How do your customer groups differ based on when, where or how they were acquired? Are your trends improving or decreasing? It may also be worth your time reviewing the data over time periods to look for seasonality across cohort groups.
4. Who’s just trying us out, and who are our fans?
Are your churn numbers being overinflated by trials? If you have a freemium model or see people frequently paying for short engagements in order to try out your product or service, you should consider what your definition of a customer actually should be.
What level of contract or feature usage indicates someone’s a customer? When are users expanding? Does expansion happen on different timelines for different company sizes?
What causes someone to become an fan? Look for leading indicators from your fan base you can track and nurture?
5. How did my customers become customers?
Identify the channels your customers coming through. What messaging worked best? Which marketing assets are most commonly being leveraged during the buying process?

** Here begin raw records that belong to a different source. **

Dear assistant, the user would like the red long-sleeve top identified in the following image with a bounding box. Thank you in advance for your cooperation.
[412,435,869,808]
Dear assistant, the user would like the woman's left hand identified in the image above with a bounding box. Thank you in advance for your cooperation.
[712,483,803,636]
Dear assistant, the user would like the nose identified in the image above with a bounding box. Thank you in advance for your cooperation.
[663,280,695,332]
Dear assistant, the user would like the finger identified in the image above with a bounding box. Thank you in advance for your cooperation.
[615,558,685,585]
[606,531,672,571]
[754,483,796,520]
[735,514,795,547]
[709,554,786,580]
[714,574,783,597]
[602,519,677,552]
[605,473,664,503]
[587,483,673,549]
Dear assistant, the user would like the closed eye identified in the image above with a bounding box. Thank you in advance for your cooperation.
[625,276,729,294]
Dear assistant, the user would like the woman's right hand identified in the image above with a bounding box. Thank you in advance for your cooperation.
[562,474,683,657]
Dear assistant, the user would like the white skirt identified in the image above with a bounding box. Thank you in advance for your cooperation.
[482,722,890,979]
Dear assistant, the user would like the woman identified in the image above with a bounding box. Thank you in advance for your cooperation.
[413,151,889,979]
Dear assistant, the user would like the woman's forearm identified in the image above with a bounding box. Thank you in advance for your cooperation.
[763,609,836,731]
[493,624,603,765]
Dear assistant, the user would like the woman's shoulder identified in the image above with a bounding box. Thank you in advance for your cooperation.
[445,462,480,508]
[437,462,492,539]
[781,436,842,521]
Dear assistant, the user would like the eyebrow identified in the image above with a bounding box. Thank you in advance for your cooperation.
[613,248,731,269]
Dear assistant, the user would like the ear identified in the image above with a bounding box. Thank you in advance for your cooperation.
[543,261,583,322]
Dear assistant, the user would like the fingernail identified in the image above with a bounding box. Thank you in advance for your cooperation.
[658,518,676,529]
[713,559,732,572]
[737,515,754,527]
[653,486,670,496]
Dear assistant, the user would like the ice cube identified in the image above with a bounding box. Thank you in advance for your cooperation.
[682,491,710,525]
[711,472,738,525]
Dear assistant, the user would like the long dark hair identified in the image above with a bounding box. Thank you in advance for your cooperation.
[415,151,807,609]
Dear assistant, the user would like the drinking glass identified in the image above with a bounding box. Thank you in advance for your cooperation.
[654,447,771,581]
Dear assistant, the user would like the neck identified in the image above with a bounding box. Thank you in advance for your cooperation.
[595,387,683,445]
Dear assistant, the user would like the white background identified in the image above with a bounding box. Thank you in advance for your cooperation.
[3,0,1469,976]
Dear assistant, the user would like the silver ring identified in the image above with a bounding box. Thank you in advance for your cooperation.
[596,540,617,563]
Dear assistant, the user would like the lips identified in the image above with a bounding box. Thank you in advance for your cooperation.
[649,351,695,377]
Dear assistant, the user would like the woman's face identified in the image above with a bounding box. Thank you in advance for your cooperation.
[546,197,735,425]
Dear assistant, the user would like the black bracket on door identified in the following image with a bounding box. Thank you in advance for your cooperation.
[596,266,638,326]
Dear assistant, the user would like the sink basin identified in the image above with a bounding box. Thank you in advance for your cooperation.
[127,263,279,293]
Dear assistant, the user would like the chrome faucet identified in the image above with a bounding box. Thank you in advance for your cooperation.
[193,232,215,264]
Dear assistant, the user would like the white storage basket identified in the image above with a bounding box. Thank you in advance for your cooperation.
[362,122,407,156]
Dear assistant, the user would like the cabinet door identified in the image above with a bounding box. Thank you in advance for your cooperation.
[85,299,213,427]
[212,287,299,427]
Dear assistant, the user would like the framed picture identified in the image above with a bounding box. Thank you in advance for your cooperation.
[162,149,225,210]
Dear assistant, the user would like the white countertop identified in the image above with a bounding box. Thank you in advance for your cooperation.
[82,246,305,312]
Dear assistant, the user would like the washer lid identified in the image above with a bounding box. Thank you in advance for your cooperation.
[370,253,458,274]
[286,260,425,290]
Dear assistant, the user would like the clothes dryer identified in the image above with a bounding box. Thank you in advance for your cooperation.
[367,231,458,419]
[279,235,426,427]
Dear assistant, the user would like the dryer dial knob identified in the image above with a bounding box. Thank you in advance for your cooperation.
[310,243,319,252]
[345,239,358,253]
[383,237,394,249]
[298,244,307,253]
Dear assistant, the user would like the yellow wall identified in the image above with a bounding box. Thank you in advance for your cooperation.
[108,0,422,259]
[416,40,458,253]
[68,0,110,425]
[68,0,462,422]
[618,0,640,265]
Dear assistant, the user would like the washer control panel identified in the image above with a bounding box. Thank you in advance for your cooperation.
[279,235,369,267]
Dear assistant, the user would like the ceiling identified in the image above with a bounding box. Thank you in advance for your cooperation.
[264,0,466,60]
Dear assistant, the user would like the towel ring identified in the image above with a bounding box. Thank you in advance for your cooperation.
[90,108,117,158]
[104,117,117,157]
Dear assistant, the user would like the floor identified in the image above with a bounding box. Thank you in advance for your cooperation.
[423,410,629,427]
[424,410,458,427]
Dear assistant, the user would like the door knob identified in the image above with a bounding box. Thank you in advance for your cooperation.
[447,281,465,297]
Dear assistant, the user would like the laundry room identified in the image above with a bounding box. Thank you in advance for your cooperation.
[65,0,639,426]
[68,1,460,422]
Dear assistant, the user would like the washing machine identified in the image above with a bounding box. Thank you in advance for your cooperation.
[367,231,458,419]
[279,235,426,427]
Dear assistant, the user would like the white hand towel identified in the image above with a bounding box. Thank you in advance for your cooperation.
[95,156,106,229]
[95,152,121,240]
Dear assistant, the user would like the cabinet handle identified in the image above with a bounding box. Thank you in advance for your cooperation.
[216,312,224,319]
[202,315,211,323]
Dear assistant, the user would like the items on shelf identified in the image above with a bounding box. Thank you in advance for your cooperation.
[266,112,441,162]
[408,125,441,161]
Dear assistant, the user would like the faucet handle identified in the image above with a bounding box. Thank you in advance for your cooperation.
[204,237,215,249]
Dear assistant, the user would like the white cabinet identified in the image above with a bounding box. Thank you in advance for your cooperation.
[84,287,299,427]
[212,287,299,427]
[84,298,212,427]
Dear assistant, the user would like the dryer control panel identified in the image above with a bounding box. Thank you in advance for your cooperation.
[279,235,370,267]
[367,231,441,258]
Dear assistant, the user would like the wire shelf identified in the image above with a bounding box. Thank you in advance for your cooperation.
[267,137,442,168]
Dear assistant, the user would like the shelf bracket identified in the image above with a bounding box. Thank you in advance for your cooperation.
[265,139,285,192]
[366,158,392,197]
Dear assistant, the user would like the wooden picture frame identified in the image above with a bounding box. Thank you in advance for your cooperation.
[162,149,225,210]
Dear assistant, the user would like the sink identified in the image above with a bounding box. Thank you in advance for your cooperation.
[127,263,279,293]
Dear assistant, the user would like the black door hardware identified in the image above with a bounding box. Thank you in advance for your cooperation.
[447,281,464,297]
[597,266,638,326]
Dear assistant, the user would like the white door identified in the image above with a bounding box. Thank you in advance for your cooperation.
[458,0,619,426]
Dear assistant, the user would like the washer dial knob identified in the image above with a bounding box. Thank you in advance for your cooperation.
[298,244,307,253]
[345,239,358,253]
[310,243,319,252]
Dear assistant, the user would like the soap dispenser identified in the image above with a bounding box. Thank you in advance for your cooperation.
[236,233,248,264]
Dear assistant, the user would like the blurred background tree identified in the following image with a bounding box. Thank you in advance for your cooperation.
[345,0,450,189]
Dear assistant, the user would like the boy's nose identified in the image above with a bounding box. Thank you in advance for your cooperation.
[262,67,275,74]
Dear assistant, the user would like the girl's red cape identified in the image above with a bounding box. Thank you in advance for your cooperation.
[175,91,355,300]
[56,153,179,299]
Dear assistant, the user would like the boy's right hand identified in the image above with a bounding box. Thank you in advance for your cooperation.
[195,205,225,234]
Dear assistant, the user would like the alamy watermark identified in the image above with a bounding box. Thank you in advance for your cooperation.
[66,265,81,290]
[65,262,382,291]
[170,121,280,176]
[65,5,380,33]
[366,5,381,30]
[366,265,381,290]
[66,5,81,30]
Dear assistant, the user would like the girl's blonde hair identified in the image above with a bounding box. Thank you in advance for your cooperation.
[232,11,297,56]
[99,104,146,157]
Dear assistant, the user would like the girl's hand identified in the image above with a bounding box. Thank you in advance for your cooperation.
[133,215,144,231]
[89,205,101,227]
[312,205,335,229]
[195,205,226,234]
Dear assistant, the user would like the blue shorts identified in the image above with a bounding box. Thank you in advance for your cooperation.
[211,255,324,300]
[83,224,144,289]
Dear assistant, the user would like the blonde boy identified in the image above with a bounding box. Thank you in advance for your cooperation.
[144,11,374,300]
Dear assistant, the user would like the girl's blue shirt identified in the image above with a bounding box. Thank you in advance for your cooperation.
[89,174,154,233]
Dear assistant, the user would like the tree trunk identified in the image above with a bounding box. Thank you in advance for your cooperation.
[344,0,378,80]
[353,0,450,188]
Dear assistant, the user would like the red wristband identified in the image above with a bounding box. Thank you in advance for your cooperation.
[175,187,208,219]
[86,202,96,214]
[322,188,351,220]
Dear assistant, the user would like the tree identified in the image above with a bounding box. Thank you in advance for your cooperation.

In terms of the ratio between customer acquisition cost and customer lifetime value, which channels are most effective? Do you have channels or campaigns bringing in disproportionate numbers of unqualified leads or poor-fit customers?
The point to all of this.
You can’t determine what actions should take without understanding the current state of your customer experiences. And, you can’t make an informed decision without first understanding the impact that decisions could have on your revenue aspiration. While often challenging, customer data analytics help you understand the needs of your customers and in doing so, help you to answer the three most important strategic questions.
Who the hell am I? Why should anyone care? Why should anyone believe you.